ISGlobal, Barcelona Centre for International Health Research (CRESIB), Hospital Clínic - Universitat de Barcelona, Barcelona, Spain.
PLoS Negl Trop Dis. 2015 Sep 11;9(9):e0004056. doi: 10.1371/journal.pntd.0004056. eCollection 2015.
Onchocerciasis (river blindness) is a parasitic disease transmitted by blackflies. Symptoms include severe itching, skin lesions, and vision impairment including blindness. More than 99% of all cases are concentrated in sub-Saharan Africa. Fortunately, vector control and community-directed treatment with ivermectin have significantly decreased morbidity, and the treatment goal is shifting from control to elimination in Africa.
We estimated financial resources and societal opportunity costs associated with scaling up community-directed treatment with ivermectin and implementing surveillance and response systems in endemic African regions for alternative treatment goals--control, elimination, and eradication. We used a micro-costing approach that allows adjustment for time-variant resource utilization and for the heterogeneity in the demographic, epidemiological, and political situation.
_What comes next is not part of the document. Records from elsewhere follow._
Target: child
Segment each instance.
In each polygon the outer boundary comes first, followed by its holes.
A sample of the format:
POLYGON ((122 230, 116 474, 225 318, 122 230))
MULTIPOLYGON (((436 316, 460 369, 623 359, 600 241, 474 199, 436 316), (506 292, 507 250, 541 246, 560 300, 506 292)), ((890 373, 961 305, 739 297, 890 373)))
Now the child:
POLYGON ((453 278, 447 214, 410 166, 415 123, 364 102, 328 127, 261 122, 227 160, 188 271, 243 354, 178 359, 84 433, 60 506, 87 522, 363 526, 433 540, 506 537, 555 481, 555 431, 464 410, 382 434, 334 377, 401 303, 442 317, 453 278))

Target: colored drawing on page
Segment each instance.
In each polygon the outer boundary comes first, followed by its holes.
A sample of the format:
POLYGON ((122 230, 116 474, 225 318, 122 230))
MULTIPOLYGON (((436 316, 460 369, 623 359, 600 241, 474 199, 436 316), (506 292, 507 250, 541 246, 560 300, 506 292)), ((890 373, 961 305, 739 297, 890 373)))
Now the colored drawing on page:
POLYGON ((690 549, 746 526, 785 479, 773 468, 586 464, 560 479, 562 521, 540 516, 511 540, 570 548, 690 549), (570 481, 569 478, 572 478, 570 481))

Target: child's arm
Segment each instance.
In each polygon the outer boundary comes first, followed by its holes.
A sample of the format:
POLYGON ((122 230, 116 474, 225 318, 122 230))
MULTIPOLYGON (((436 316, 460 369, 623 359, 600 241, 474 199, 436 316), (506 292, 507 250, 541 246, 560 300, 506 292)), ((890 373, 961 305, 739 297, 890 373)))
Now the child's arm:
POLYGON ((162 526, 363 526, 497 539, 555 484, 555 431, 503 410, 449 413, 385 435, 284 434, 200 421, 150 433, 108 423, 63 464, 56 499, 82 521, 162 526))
The elimination and eradication scenarios, which include scaling up treatments to hypo-endemic and operationally challenging areas at the latest by 2021 and implementing intensive surveillance, would allow savings of $1.5 billion and $1.6 billion over 2013-2045 as compared to the control scenario. Although the elimination and eradication scenarios would require higher surveillance costs ($215 million and $242 million) than the control scenario ($47 million), intensive surveillance would enable treatments to be safely stopped earlier, thereby saving unnecessary costs for prolonged treatments as in the control scenario lacking such surveillance and response systems.
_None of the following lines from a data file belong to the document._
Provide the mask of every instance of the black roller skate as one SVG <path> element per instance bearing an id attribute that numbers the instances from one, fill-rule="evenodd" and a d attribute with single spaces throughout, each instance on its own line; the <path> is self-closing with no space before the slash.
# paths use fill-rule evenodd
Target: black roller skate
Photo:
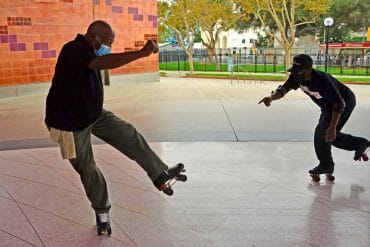
<path id="1" fill-rule="evenodd" d="M 366 142 L 364 143 L 360 149 L 356 150 L 355 152 L 355 157 L 353 157 L 354 160 L 356 161 L 368 161 L 369 156 L 367 155 L 367 152 L 370 150 L 370 143 Z"/>
<path id="2" fill-rule="evenodd" d="M 320 182 L 320 174 L 326 174 L 326 179 L 333 182 L 335 177 L 333 176 L 334 172 L 334 165 L 323 167 L 322 165 L 318 165 L 315 168 L 308 171 L 312 180 L 315 182 Z"/>
<path id="3" fill-rule="evenodd" d="M 172 196 L 172 186 L 176 183 L 176 181 L 185 182 L 187 180 L 187 176 L 182 174 L 183 172 L 185 172 L 185 166 L 184 164 L 179 163 L 168 168 L 168 170 L 163 171 L 162 174 L 153 181 L 153 183 L 158 190 L 163 191 L 169 196 Z"/>
<path id="4" fill-rule="evenodd" d="M 108 213 L 95 214 L 95 217 L 98 235 L 110 236 L 112 234 L 112 229 L 110 227 L 109 214 Z"/>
The elimination and eradication of onchocerciasis are predicted to allow substantial cost-savings in the long run. To realize cost-savings, policymakers should keep empowering community volunteers, and pharmaceutical companies would need to continue drug donation. To sustain high surveillance costs required for elimination and eradication, endemic countries would need to enhance their domestic funding capacity. Societal and political will would be critical to sustaining all of these efforts in the long term.
盘尾丝虫病(河盲症)是一种由蚋传播的寄生虫病。症状包括严重瘙痒、皮肤病变以及视力损害,甚至失明。所有病例中超过99%集中在撒哈拉以南非洲地区。幸运的是,病媒控制和伊维菌素社区导向治疗已显著降低发病率,在非洲,治疗目标正从控制转向消除。
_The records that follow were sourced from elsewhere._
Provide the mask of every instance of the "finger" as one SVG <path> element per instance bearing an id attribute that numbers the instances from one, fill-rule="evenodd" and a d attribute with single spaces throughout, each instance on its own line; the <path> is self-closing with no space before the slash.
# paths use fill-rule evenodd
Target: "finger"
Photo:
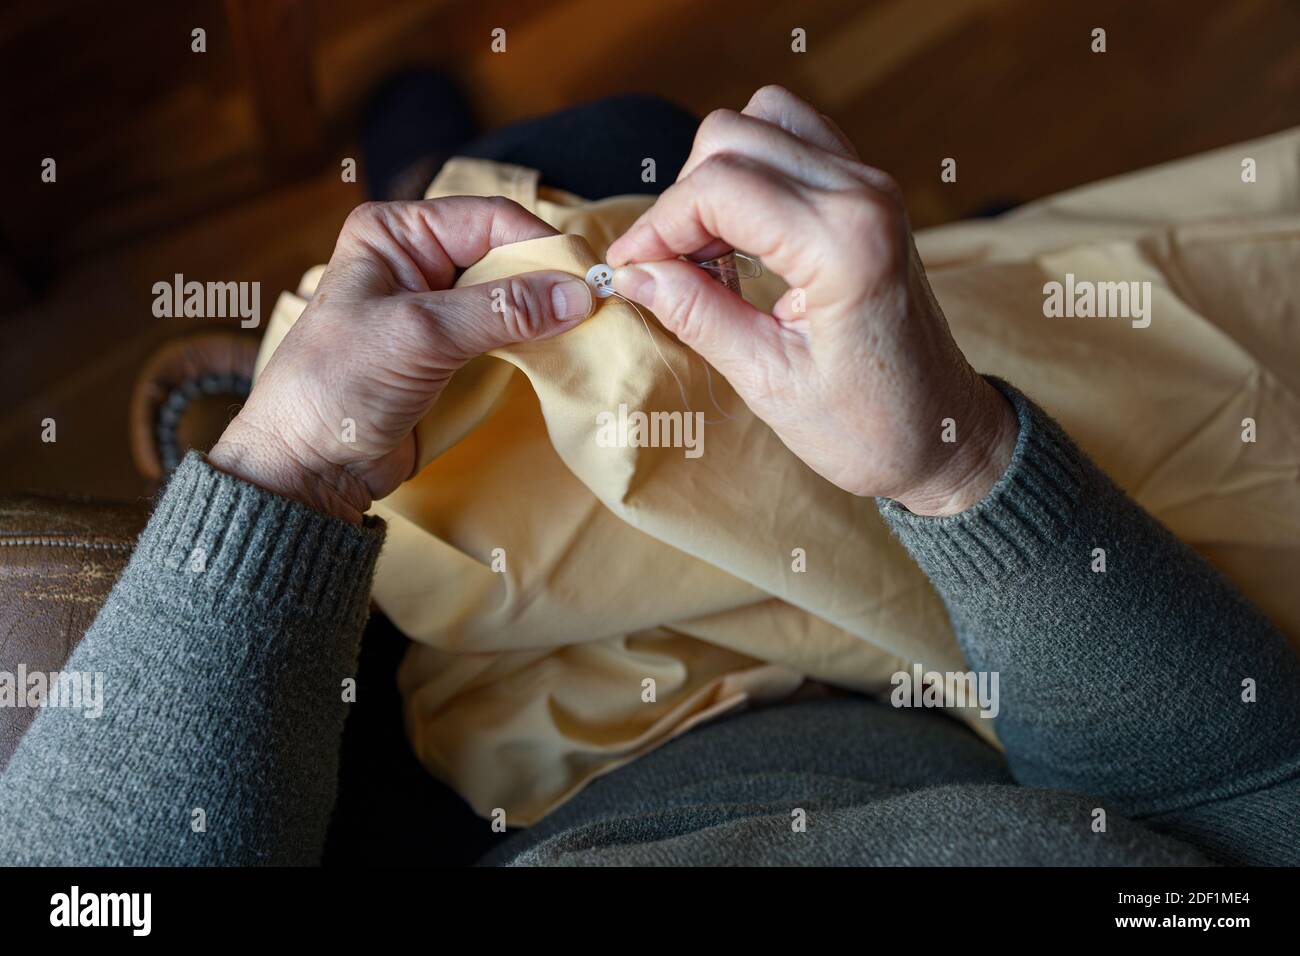
<path id="1" fill-rule="evenodd" d="M 735 384 L 746 370 L 784 362 L 781 328 L 698 266 L 668 259 L 614 272 L 614 289 L 659 319 Z"/>
<path id="2" fill-rule="evenodd" d="M 740 153 L 816 189 L 844 189 L 860 179 L 862 164 L 799 138 L 776 124 L 732 110 L 704 118 L 678 181 L 717 153 Z"/>
<path id="3" fill-rule="evenodd" d="M 359 263 L 395 290 L 428 292 L 450 288 L 458 269 L 491 249 L 554 235 L 555 229 L 499 196 L 372 202 L 348 216 L 335 258 L 343 268 Z M 336 266 L 334 259 L 330 265 Z"/>
<path id="4" fill-rule="evenodd" d="M 587 283 L 558 271 L 525 272 L 411 298 L 442 339 L 440 351 L 460 361 L 559 335 L 592 309 Z"/>
<path id="5" fill-rule="evenodd" d="M 819 113 L 809 103 L 801 100 L 783 86 L 764 86 L 749 98 L 741 111 L 747 116 L 767 120 L 806 142 L 845 159 L 857 160 L 858 151 L 835 125 L 835 121 Z"/>
<path id="6" fill-rule="evenodd" d="M 853 142 L 835 121 L 819 113 L 809 103 L 801 100 L 783 86 L 765 86 L 750 97 L 741 111 L 780 126 L 801 140 L 812 143 L 828 153 L 850 161 L 848 167 L 867 185 L 902 201 L 902 192 L 884 170 L 868 166 L 861 161 Z"/>
<path id="7" fill-rule="evenodd" d="M 670 186 L 609 247 L 612 266 L 689 255 L 714 239 L 760 256 L 791 285 L 816 274 L 820 231 L 798 183 L 747 156 L 718 153 Z"/>
<path id="8" fill-rule="evenodd" d="M 843 188 L 852 176 L 862 173 L 856 163 L 857 154 L 839 129 L 779 86 L 763 87 L 750 98 L 742 113 L 715 110 L 706 116 L 678 181 L 720 152 L 752 156 L 801 182 L 824 189 Z M 714 239 L 687 255 L 703 261 L 730 250 L 726 242 Z"/>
我们估计了与扩大伊维菌素社区导向治疗以及在非洲流行地区实施监测和应对系统相关的财政资源和社会机会成本,以实现替代治疗目标——控制、消除和根除。我们采用微观成本核算方法,该方法允许根据随时间变化的资源利用情况以及人口、流行病学和政治状况的异质性进行调整。
消除和根除方案,包括最迟在2021年将治疗扩大到低流行和操作具有挑战性的地区并实施强化监测,与控制方案相比,在2013 - 2045年期间将节省15亿美元和16亿美元。尽管消除和根除方案比控制方案(4700万美元)需要更高的监测成本(2.15亿美元和2.42亿美元),但强化监测将使治疗能够更早安全停止,从而节省如控制方案中因缺乏此类监测和应对系统而进行长期治疗的不必要成本。
预计消除和根除盘尾丝虫病从长远来看将大幅节省成本。为实现成本节约,政策制定者应继续赋予社区志愿者权力,制药公司需要继续捐赠药物。为维持消除和根除所需的高昂监测成本,流行国家需要提高其国内筹资能力。社会和政治意愿对于长期维持所有这些努力至关重要。